West gave Temple a look, accepting the proffered drink. “And you don’t wish to continue the streak?”

Temple leaned against the back of a nearby chair and drank. “I’d rather speak unencumbered.”

The newspaperman stilled. “Should I, too, be unencumbered?”

Temple waved the glass in the direction of the carom field. “You play until I say something worth listening to.”

The suggestion seemed to work for West, he moved to survey the game. “Fair enough. How is the arm?”

“Attached,” Temple answered.

West nodded, setting the glass on the edge of the table, leaning over and lining up his shot. As he pulled back on the cue, Temple announced, “Mara Lowe is alive.”

West missed the shot, but he wasn’t paying attention, already turning to face Temple, eyes wide. “You’ve said something worth listening to.”

“I thought you might feel that way.”

West set his cue down. “As I’m sure you can imagine, I’ve a dozen questions. More.”

“And I’ll answer every one of them. What I cannot, she will.”

“You are able to speak for the woman?” West let out a low whistle. “This is a story. Where is she?”

“It is not important,” Temple said, suddenly uninterested in sharing the private details of Mara’s whereabouts. He drank again. Liquid courage. Where the hell had that thought come from? “Do you plan to attend the Leighton Christmas Masque?”

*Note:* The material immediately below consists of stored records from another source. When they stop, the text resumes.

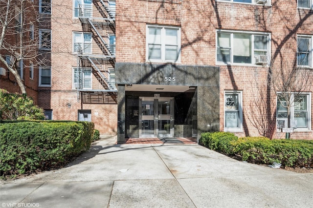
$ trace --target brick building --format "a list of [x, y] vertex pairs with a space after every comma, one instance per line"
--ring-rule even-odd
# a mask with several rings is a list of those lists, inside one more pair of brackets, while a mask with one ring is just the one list
[[[313, 6], [308, 0], [117, 0], [118, 142], [199, 138], [209, 130], [258, 136], [265, 123], [268, 135], [285, 137], [276, 120], [285, 122], [286, 109], [268, 87], [269, 65], [297, 56], [311, 73]], [[312, 138], [310, 86], [302, 92], [291, 108], [297, 123], [291, 136]], [[266, 100], [265, 121], [256, 97]]]
[[[313, 68], [312, 0], [38, 3], [51, 6], [50, 27], [39, 32], [51, 40], [51, 62], [35, 78], [38, 104], [49, 119], [91, 121], [118, 143], [207, 131], [284, 138], [276, 127], [286, 127], [287, 109], [268, 71], [294, 59], [293, 68]], [[293, 138], [313, 139], [312, 91], [291, 94]]]

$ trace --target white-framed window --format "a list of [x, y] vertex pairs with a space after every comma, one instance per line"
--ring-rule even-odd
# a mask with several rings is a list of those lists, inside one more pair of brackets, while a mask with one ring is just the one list
[[243, 92], [237, 90], [225, 91], [224, 95], [225, 131], [242, 131]]
[[34, 40], [34, 24], [29, 24], [29, 38]]
[[39, 0], [39, 12], [42, 14], [51, 14], [51, 0]]
[[268, 33], [217, 30], [217, 64], [267, 64], [270, 45]]
[[39, 49], [41, 50], [51, 50], [51, 30], [39, 30]]
[[114, 89], [115, 86], [115, 71], [113, 68], [108, 69], [109, 71], [109, 81]]
[[73, 89], [92, 89], [90, 68], [73, 68]]
[[298, 0], [298, 7], [313, 9], [313, 0]]
[[8, 65], [12, 67], [12, 65], [14, 64], [14, 62], [15, 62], [15, 58], [13, 56], [5, 56], [5, 61], [8, 63]]
[[147, 25], [147, 62], [180, 62], [180, 28]]
[[[311, 93], [293, 93], [290, 99], [291, 127], [297, 131], [307, 131], [311, 129]], [[277, 121], [288, 127], [287, 102], [285, 99], [277, 98]]]
[[21, 79], [23, 79], [23, 60], [21, 59], [16, 63], [16, 70]]
[[51, 67], [39, 67], [39, 86], [51, 86]]
[[34, 63], [29, 62], [29, 79], [34, 79]]
[[[14, 68], [14, 62], [15, 62], [15, 58], [11, 56], [5, 56], [5, 61], [11, 67]], [[16, 65], [16, 70], [21, 77], [21, 79], [23, 79], [23, 60], [21, 59], [17, 62]]]
[[21, 9], [17, 6], [15, 6], [15, 30], [17, 31], [21, 31], [22, 23], [22, 12]]
[[248, 3], [261, 5], [270, 5], [270, 0], [217, 0], [219, 1], [229, 1], [234, 3]]
[[297, 37], [297, 61], [298, 66], [313, 67], [313, 36], [298, 36]]
[[113, 54], [115, 54], [115, 36], [114, 35], [109, 35], [109, 42], [110, 50]]
[[52, 110], [45, 109], [44, 111], [45, 113], [45, 120], [52, 120]]
[[73, 33], [73, 52], [90, 54], [91, 53], [91, 34], [82, 32]]
[[73, 0], [73, 17], [92, 17], [91, 0]]

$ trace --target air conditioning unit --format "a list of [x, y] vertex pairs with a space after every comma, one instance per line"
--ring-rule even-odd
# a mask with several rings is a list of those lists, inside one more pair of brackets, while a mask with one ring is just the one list
[[268, 63], [268, 56], [259, 55], [254, 56], [256, 64], [264, 65]]
[[263, 4], [265, 5], [265, 4], [268, 2], [267, 0], [255, 0], [257, 4]]

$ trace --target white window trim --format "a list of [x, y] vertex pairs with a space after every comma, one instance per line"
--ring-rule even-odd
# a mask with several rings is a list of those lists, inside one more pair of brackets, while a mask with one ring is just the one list
[[[73, 46], [73, 52], [72, 53], [74, 54], [77, 54], [78, 53], [78, 51], [75, 51], [75, 36], [74, 34], [75, 33], [79, 33], [81, 34], [82, 34], [83, 35], [83, 37], [84, 37], [84, 33], [88, 33], [88, 34], [91, 34], [90, 33], [89, 33], [89, 32], [78, 32], [78, 31], [73, 31], [72, 34], [72, 40], [73, 40], [73, 42], [72, 42], [72, 46]], [[90, 43], [90, 53], [85, 53], [84, 50], [83, 51], [83, 54], [91, 54], [92, 53], [92, 42], [93, 41], [93, 40], [92, 40], [92, 36], [91, 35], [91, 41]], [[85, 44], [85, 38], [84, 38], [84, 42], [80, 42], [79, 43], [84, 43]]]
[[52, 13], [52, 0], [50, 1], [50, 13], [47, 13], [45, 12], [43, 12], [43, 7], [42, 6], [42, 0], [39, 0], [39, 13], [40, 14], [45, 14], [47, 15], [50, 15]]
[[[169, 60], [168, 61], [166, 61], [165, 60], [165, 58], [161, 58], [161, 59], [149, 59], [149, 43], [148, 42], [148, 38], [149, 37], [149, 28], [169, 28], [169, 29], [177, 29], [178, 31], [178, 57], [177, 58], [177, 60]], [[162, 30], [163, 31], [163, 30]], [[161, 34], [161, 39], [163, 35]], [[175, 27], [172, 26], [167, 26], [167, 25], [151, 25], [151, 24], [147, 24], [146, 27], [146, 62], [156, 62], [156, 63], [180, 63], [180, 57], [181, 55], [181, 28], [180, 27]], [[161, 44], [163, 45], [163, 43], [162, 43]], [[162, 47], [162, 46], [161, 46]], [[161, 47], [161, 54], [164, 53], [163, 51], [165, 51], [165, 49], [163, 49]], [[165, 56], [165, 54], [163, 55]]]
[[30, 33], [30, 37], [29, 37], [31, 40], [34, 40], [34, 24], [31, 23], [29, 24], [29, 32]]
[[34, 80], [34, 63], [30, 62], [29, 62], [29, 73], [30, 73], [29, 79], [31, 80]]
[[[254, 5], [260, 5], [260, 6], [271, 6], [271, 0], [268, 0], [267, 1], [266, 0], [263, 0], [263, 2], [261, 2], [261, 1], [260, 1], [259, 0], [251, 0], [252, 1], [252, 3], [245, 3], [245, 2], [234, 2], [233, 1], [233, 0], [216, 0], [217, 1], [222, 1], [222, 2], [228, 2], [228, 3], [239, 3], [239, 4], [254, 4]], [[257, 3], [257, 2], [259, 2], [259, 3]]]
[[[113, 87], [114, 89], [116, 89], [116, 86], [115, 86], [115, 69], [114, 69], [114, 68], [109, 68], [108, 69], [108, 71], [109, 72], [109, 73], [108, 73], [108, 80], [109, 81], [109, 82], [110, 82], [110, 83], [112, 84], [112, 85], [113, 86]], [[112, 78], [111, 77], [111, 73], [114, 73], [114, 82], [112, 82], [112, 81], [113, 79], [113, 78]]]
[[[78, 17], [75, 17], [75, 9], [76, 9], [76, 7], [75, 7], [75, 1], [76, 0], [73, 0], [72, 2], [73, 2], [73, 19], [78, 19]], [[82, 1], [83, 2], [84, 2], [84, 0], [83, 0]], [[90, 10], [90, 14], [91, 14], [91, 16], [86, 16], [85, 17], [88, 17], [89, 18], [91, 18], [92, 17], [92, 12], [93, 12], [93, 8], [92, 8], [92, 3], [90, 3], [90, 8], [91, 9]], [[85, 3], [83, 3], [83, 6], [85, 6]], [[83, 15], [84, 15], [84, 14], [83, 14]]]
[[[41, 84], [42, 69], [50, 69], [50, 84]], [[39, 67], [39, 85], [40, 87], [51, 87], [52, 81], [52, 73], [51, 66], [40, 66]]]
[[301, 7], [298, 6], [298, 0], [297, 0], [297, 7], [303, 9], [313, 9], [313, 0], [309, 0], [309, 4], [311, 5], [311, 7]]
[[[23, 59], [21, 59], [21, 60], [20, 60], [19, 62], [17, 62], [17, 65], [20, 66], [20, 69], [21, 70], [21, 74], [20, 75], [20, 77], [21, 77], [21, 79], [22, 80], [23, 80]], [[16, 70], [17, 70], [17, 69], [16, 69]]]
[[[310, 40], [310, 46], [311, 50], [310, 52], [310, 55], [309, 57], [309, 66], [306, 65], [298, 65], [298, 38], [309, 38]], [[298, 35], [297, 36], [297, 65], [298, 66], [306, 68], [313, 68], [313, 36], [312, 35]]]
[[[42, 47], [42, 33], [44, 32], [49, 32], [50, 33], [50, 47], [45, 48]], [[44, 29], [39, 29], [39, 49], [43, 50], [49, 51], [52, 49], [52, 31], [51, 30], [47, 30]]]
[[[230, 40], [230, 62], [219, 62], [217, 61], [217, 48], [218, 48], [218, 33], [228, 33], [230, 34], [231, 40]], [[232, 58], [232, 52], [233, 51], [233, 37], [234, 34], [243, 34], [243, 35], [250, 35], [253, 36], [268, 36], [268, 63], [267, 65], [269, 65], [269, 62], [270, 60], [270, 55], [271, 54], [271, 38], [270, 33], [265, 33], [265, 32], [246, 32], [242, 31], [237, 30], [217, 30], [215, 37], [215, 62], [216, 65], [238, 65], [238, 66], [262, 66], [262, 65], [257, 65], [254, 63], [254, 57], [256, 55], [254, 55], [254, 42], [253, 40], [251, 40], [251, 62], [252, 63], [234, 63], [233, 62]]]
[[[278, 94], [279, 94], [279, 93], [278, 93]], [[298, 93], [292, 93], [292, 99], [293, 99], [293, 96], [294, 95], [294, 94], [297, 94]], [[312, 93], [311, 92], [302, 92], [300, 93], [299, 93], [299, 95], [307, 95], [307, 101], [308, 101], [308, 127], [297, 127], [297, 128], [296, 129], [293, 129], [293, 132], [306, 132], [306, 131], [310, 131], [312, 129], [312, 112], [311, 112], [311, 105], [312, 105]], [[276, 97], [276, 122], [278, 120], [287, 120], [288, 119], [282, 119], [281, 118], [279, 119], [278, 118], [277, 118], [277, 115], [278, 115], [278, 108], [277, 108], [277, 102], [278, 102], [278, 99]], [[294, 120], [294, 106], [291, 106], [290, 108], [290, 110], [291, 110], [291, 120]], [[277, 126], [277, 124], [276, 124], [276, 126]], [[277, 131], [280, 131], [280, 129], [278, 129], [277, 128]]]
[[[84, 69], [90, 69], [91, 71], [91, 75], [90, 75], [90, 83], [91, 83], [91, 87], [84, 87], [84, 83], [81, 83], [81, 88], [80, 87], [80, 86], [79, 86], [79, 87], [78, 88], [76, 88], [75, 87], [75, 70], [76, 69], [77, 69], [78, 68], [78, 67], [73, 67], [72, 68], [72, 89], [73, 90], [76, 90], [76, 89], [92, 89], [92, 69], [91, 69], [91, 68], [88, 68], [88, 67], [85, 67], [85, 68], [82, 68], [82, 70], [84, 70]], [[82, 72], [82, 74], [83, 74], [83, 73]], [[84, 77], [82, 78], [82, 81], [84, 82]]]
[[[226, 94], [238, 94], [239, 95], [239, 99], [238, 102], [239, 103], [239, 127], [237, 128], [229, 128], [226, 126], [226, 111], [225, 108], [225, 99]], [[224, 91], [224, 131], [225, 132], [239, 132], [243, 131], [243, 91], [240, 90], [225, 90]]]

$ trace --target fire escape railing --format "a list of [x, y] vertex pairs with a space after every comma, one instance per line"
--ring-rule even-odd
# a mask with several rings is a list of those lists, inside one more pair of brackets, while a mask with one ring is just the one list
[[[110, 6], [110, 2], [111, 5]], [[117, 89], [115, 85], [111, 83], [110, 79], [109, 70], [107, 69], [115, 67], [115, 45], [112, 44], [111, 39], [109, 39], [108, 33], [111, 34], [113, 34], [115, 36], [115, 1], [113, 0], [92, 0], [92, 3], [94, 7], [96, 8], [96, 11], [98, 12], [98, 14], [93, 14], [92, 9], [86, 8], [86, 5], [79, 5], [78, 18], [80, 20], [83, 27], [84, 32], [90, 33], [91, 34], [92, 40], [98, 46], [98, 49], [95, 50], [101, 52], [101, 54], [93, 54], [92, 53], [86, 53], [81, 48], [81, 46], [79, 44], [80, 49], [78, 50], [78, 59], [81, 63], [80, 65], [83, 67], [90, 67], [91, 69], [92, 74], [97, 79], [99, 83], [103, 87], [103, 90], [92, 90], [92, 93], [89, 93], [88, 96], [84, 96], [85, 98], [86, 103], [92, 102], [90, 101], [91, 97], [97, 97], [96, 100], [102, 100], [103, 102], [110, 102], [112, 100], [115, 103], [117, 103]], [[84, 14], [84, 13], [86, 14]], [[114, 37], [115, 38], [115, 37]], [[107, 42], [105, 39], [108, 40]], [[115, 41], [115, 39], [114, 41]], [[83, 43], [82, 43], [83, 44]], [[95, 49], [92, 48], [92, 51], [94, 51]], [[84, 53], [85, 52], [85, 53]], [[104, 64], [105, 65], [104, 66]], [[104, 68], [106, 68], [106, 70], [103, 70]], [[111, 69], [110, 71], [112, 69]], [[107, 76], [105, 74], [107, 74]], [[88, 90], [84, 90], [80, 89], [81, 92]], [[90, 91], [90, 90], [89, 90]], [[95, 94], [96, 91], [102, 92], [102, 94]], [[103, 92], [111, 97], [108, 99], [107, 96], [104, 95]], [[100, 93], [101, 94], [101, 93]], [[99, 97], [100, 96], [100, 97]], [[105, 99], [99, 99], [99, 97], [104, 98]], [[83, 99], [83, 102], [84, 102]], [[106, 101], [104, 101], [105, 100]], [[99, 101], [98, 101], [99, 102]], [[101, 103], [101, 102], [100, 102]]]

West knew a good story when he saw one, and he knew better than to refuse. “I assume Miss Lowe will be in attendance?”

“She will be.”

“And you intend to introduce her to me?” Temple nodded. West was intelligent, and able to put the pieces together. “That’s not it, though.”

“Is it ever?” Cross said from his place at the carom table.

“You want the girl ruined,” West said.

Did he?

“I don’t blame you.” The newspaperman continued, “But I won’t be your puppet in this. I came because Chase summoned me, and I owe him. I’ll hear your story. Your side. But I’ll hear hers, as well, and if I don’t think she deserves the shaming, she won’t get it from me.”

“Since when are you so noble?” Bourne interjected. “The story will sell papers, will it not?”

A shadow crossed West’s face, there then gone so quickly that Temple would have missed it if he hadn’t been watching so closely. “Suffice to say, I’ve ruined enough people with my papers that I am no longer required to do the bidding of every aristocrat with a vendetta.” He met Temple’s eyes. “Does she deserve it?”

It was the question Temple had hoped he wouldn’t be asked.

The question he’d hoped he’d never have to answer.